Example with explicit experiments:

bash ./run_me.sh --models qwen3:8b,mistral:7b --repeats 1 --experiments fact_prose_v2,math_measurement_v1

Example with explicit TDP levels:

bash ./run_me.sh --models qwen3:8b --repeats 1 --experiments fact_prose_v2 --tdp-levels 41,50,60,70

After the data has been rebuilt, serve the UI:

cd benchmark_ui
python3 -m http.server 8000

Open it in the browser:

http://localhost:8000

What this is

Jarri Benchmark is a deterministic analysis surface for local LLM benchmarking.

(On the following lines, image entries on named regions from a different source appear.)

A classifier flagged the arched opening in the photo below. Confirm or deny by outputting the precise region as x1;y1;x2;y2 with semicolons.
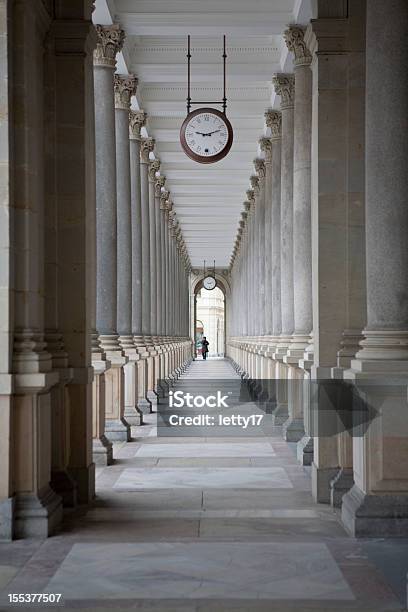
196;287;225;358
193;278;227;359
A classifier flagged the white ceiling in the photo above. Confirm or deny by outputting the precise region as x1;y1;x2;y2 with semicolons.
94;0;313;267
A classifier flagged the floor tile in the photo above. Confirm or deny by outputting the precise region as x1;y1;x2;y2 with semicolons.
113;467;293;490
46;542;354;601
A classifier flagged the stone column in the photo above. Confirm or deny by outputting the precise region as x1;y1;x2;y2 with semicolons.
285;26;313;358
130;111;150;423
265;110;282;353
114;74;140;424
160;190;170;392
8;2;62;538
94;25;130;440
139;138;155;409
259;137;273;340
44;10;98;498
342;0;408;537
273;74;295;353
0;0;14;540
254;159;266;336
147;159;160;402
148;159;160;345
154;175;166;346
154;176;166;393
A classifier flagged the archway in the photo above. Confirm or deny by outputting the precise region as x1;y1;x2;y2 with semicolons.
192;274;228;358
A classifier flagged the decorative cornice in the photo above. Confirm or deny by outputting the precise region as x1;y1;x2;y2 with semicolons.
246;190;256;210
283;25;312;66
94;23;125;68
113;74;137;111
259;136;272;164
247;174;259;199
154;175;166;198
140;137;155;164
265;110;282;140
254;157;266;186
149;159;160;181
272;74;295;110
160;189;170;210
129;110;146;140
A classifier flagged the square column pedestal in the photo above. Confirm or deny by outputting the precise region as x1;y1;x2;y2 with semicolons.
342;359;408;537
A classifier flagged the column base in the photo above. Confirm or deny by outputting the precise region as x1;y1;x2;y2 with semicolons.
282;417;305;442
341;485;408;538
105;418;132;442
92;435;114;465
330;468;354;508
69;463;95;504
124;404;144;426
312;463;339;504
14;486;63;538
50;470;78;508
272;404;289;425
0;497;15;540
296;435;313;465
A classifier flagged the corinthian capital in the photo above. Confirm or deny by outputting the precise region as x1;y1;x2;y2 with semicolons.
247;189;256;210
259;136;272;164
272;74;295;110
140;138;155;164
94;23;125;68
160;189;170;210
129;111;146;140
113;74;137;111
154;175;166;198
265;110;282;140
247;174;259;197
254;157;265;185
283;25;312;66
149;159;160;181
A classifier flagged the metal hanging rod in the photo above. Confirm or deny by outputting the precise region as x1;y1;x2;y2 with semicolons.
187;34;227;115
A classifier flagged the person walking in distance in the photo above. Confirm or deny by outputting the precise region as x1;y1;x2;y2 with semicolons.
201;336;209;359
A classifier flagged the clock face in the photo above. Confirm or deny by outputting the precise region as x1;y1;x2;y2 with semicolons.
180;108;233;164
203;276;217;291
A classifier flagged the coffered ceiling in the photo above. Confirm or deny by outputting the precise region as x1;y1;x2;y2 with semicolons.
94;0;313;266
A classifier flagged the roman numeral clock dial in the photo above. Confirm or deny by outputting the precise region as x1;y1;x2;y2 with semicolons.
180;108;233;164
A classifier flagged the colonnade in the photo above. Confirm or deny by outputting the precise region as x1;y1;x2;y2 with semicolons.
0;0;192;538
228;0;408;536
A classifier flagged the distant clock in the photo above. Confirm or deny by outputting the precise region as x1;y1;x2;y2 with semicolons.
203;276;217;291
180;108;233;164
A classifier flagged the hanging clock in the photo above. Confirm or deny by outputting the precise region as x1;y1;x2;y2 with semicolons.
203;276;217;291
180;35;233;164
180;108;233;164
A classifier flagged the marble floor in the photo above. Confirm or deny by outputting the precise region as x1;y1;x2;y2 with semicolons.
0;360;408;612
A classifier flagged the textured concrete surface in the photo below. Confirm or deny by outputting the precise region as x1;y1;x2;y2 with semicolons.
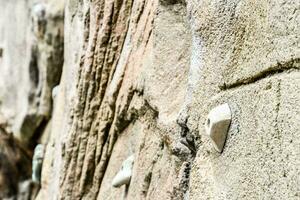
0;0;300;200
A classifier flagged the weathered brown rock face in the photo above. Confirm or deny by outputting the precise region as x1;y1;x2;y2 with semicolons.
0;0;300;200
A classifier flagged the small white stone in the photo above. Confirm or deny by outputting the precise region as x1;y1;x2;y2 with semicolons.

It exposes benchmark evidence through a plain HTML/JavaScript UI backed by exported JSON surfaces. Those JSON files are derived from canonical benchmark ledgers, joined failure analysis, and DuckDB-backed ranking/export steps.

The goal is simple:

  • show what models actually do
  • show what they cost in energy
  • show how many output tokens they waste
  • show how they fail
  • show which configurations are genuinely useful

What this is not

This repository does not define benchmark truth by itself.

It does not:

  • prompt models directly
  • evaluate answers directly
  • define benchmark manifests
  • own the GPU control policy
  • replace the upstream Jarri benchmark chain

It contains the release-facing execution, rebuild, export, and UI surface needed to inspect that chain.


Core visible surfaces

The UI is built around a few concrete inspection surfaces:

  • model comparison
  • selected model detail
  • task registry
  • task ranking
  • model × task surface
  • model × TDP surface
  • task drilldown
  • failure surface
  • Pareto frontier
  • raw JSON browser

These surfaces are intended to remain operator-readable first. Fancy visualization is secondary to inspectable truth.


Core metrics

The system currently surfaces metrics such as:

  • average evaluator score
  • average energy in joules
  • tokens per second
  • average output tokens
  • average total tokens
  • joules per output token
  • output tokens per joule
  • score per 100 output tokens
  • score per output token
  • score per Wh
  • output-token waste relative to best visible row
  • score-per-Wh relative to best visible row
  • hard failure rate
  • success rate

This is important: the system is not only measuring correctness. It is measuring correctness relative to cost and behavior.


Why output tokens matter

Input prompts are mostly standardized. That makes output-token behavior highly informative.

A model that burns dramatically more output tokens to attempt the same task is often revealing one or more of these:

  • weak task discipline
  • rambling search behavior
  • semantic uncertainty
  • inefficient reasoning structure
  • wasted energy for lower-quality output

This is why token use is treated as a first-class metric rather than hidden behind generic speed numbers.


Reading the UI correctly

Avg Score %

Average evaluator score for the slice. Higher is better.

Avg Energy J

Average observed energy used by the slice. Lower is better.

Tokens/s

Raw throughput. Useful, but not a truth metric on its own.

Out Tokens

Average output tokens generated per task. Lower usually means less waste.

OutTok vs Best

Relative output-token consumption compared with the best visible row.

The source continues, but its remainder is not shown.